Add ChannelSend trait to prep for lossy sender #4797

cpubot · 2025-02-04T23:29:31Z

Problem

Gossip service consistently sees bursts in the millions of packets over the 2 second stat submission window.

The service currently uses crossbeam_channel::unbounded channels to buffer packets, which as the name implies, will unboundedly allocate space for incoming packets. The channel receivers will ultimately drop packets outside the bounds of MAX_GOSSIP_TRAFFIC.

Summary of Changes

This PR introduces a trait, ChannelSend, which abstracts over a send side implementation of a channel. This lays the foundation for a follow up PR that will introduce a notion of a "lossy" channel sender. This implementation will wrap a crossbeam_channel::bounded channel with a sender that will drop messages as channel capacity is reached rather than continuing to buffer messages until the receiver side is drained.

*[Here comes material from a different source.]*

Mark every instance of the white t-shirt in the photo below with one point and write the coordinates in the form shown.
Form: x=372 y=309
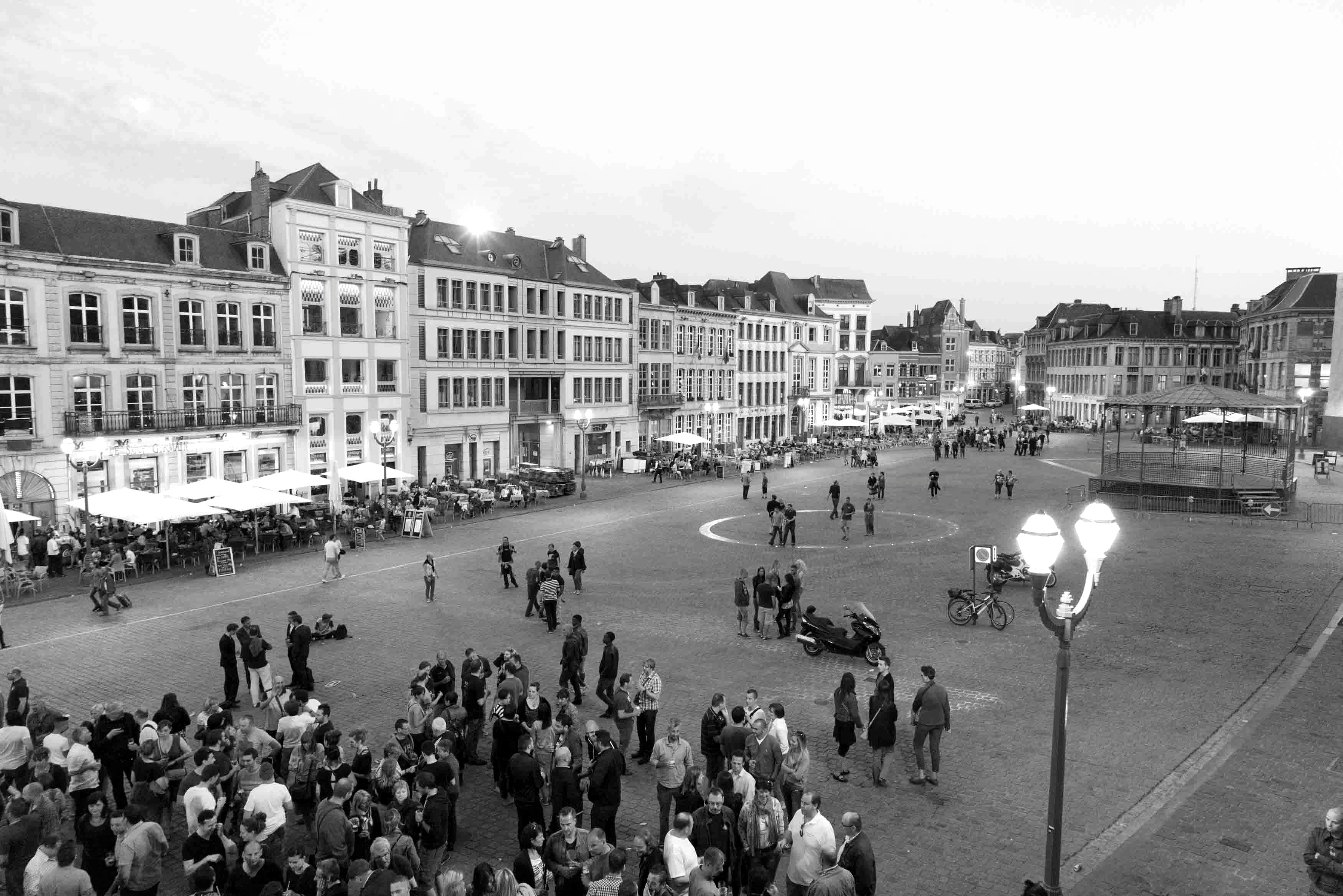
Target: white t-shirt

This is introduced behind a trait bound due to the genericity of the streamer crate and the multi-purpose use of its receiver implementation. In particular, this will allow gossip to use the aforementioned bounded / lossy sender without requiring other components like repair and fetch stage to use this forthcoming implementation.

behzadnouri · 2025-02-05T01:51:05Z

The topic of bounded channels have been brought up multiple times before.

We prefer not to use bounded channels because they do not distinguish between good and bad packets, and drop (or back pressure) packets indiscriminately.

Gossip (or any other protocol) packets are not equal in terms of importance for the protocol or how much resources they need to process. Bounded channels are oblivious to that.

If we decide to drop packets we should also take into account stake associated with sender or receiver or CrdsValues. Again something bounded channels ignore.

Dropping packets indiscriminately also makes it easier for a spammer to censor good packets.

The preferred alternative is doing load shedding at a stage in the pipeline where we have better context how to prioritize packets and which ones to drop if overwhelmed.

This is all assuming the right thing to do here is to drop some packets. But I do not have enough context on what problem you are trying to solve, and I can't rule out the culprit or the remedy is something else.

cpubot · 2025-02-05T20:16:35Z

The topic of bounded channels have been brought up multiple times before.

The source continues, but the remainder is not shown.